Taken from HAKMEM 18.
Quoting...
A partition of $N$ is a finite string of non-increasing integers that add up to $N$. Thus 7 3 3 2 1 1 1 is a partition of 18. Sometimes an infinite string of zeros is extended to the right, filling a half-line. The number of partitions of $N$, $P(N)$, is a fairly well understood function.
The generating function is:$\sum_{n=0}^{\infty} \; P(n) \; x^n = \dfrac1{\prod\limits_{k=1}^{\infty} (1-x^k)}$
A planar partition is like a partition, but the entries are in a two-dimensional array (the first quadrant) instead of a string. Entries must be non-increasing in both the x and y directions. A planar partition of 34 would be:
$\begin{matrix}1&&&&\\3&1&&&\\3&2&2&1&\\7&6&4&3&1\end{matrix}$
Zeros fill out the unused portion of the quadrant. The number of planar partitions of $n$, $PL(n)$, is not a very well understood function.

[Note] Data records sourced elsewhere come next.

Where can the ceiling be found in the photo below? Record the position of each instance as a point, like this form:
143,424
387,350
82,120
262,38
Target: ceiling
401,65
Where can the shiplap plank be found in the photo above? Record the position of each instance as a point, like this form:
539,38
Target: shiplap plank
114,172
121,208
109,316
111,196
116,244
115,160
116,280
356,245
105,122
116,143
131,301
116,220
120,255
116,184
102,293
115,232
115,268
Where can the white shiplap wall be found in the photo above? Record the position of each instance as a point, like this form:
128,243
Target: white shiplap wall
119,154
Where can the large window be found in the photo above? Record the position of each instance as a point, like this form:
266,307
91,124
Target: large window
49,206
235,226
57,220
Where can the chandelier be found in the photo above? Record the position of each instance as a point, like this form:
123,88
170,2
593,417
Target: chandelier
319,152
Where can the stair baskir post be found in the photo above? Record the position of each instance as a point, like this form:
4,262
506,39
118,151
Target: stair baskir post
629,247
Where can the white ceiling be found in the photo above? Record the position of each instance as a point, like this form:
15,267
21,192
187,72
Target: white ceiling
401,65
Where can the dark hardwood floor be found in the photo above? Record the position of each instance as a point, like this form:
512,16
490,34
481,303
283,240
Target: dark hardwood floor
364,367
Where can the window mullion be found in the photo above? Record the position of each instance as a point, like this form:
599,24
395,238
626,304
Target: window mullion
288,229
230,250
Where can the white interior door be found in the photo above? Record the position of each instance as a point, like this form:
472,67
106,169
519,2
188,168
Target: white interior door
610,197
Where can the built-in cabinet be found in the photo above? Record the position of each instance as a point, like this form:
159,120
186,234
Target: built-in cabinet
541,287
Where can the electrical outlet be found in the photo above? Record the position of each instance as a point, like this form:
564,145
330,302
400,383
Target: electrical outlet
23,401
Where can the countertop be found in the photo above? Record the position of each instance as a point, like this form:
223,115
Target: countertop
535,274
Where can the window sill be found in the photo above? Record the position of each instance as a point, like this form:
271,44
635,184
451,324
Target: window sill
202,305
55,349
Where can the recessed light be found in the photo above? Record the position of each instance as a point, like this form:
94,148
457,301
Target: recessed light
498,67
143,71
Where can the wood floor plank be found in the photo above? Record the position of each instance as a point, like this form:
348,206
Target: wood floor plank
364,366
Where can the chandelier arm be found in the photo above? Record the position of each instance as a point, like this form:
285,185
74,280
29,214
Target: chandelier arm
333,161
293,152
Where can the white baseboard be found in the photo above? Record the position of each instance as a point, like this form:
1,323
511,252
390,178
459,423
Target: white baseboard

The generating function is:$\sum_{n=0}^{\infty} \; PL(n) \; x^n = \dfrac1{\prod\limits_{k=1}^{\infty} (1-x^k)^k}$
Similarly, one can define cubic partitions with entries in the first octant, but no one has been able to discover the generating function. Some counts for cubic partitions and a discussion appear in Knuth, Math. Comp. 1970 or so.
Did anyone find a generating function for cubic partitions since then?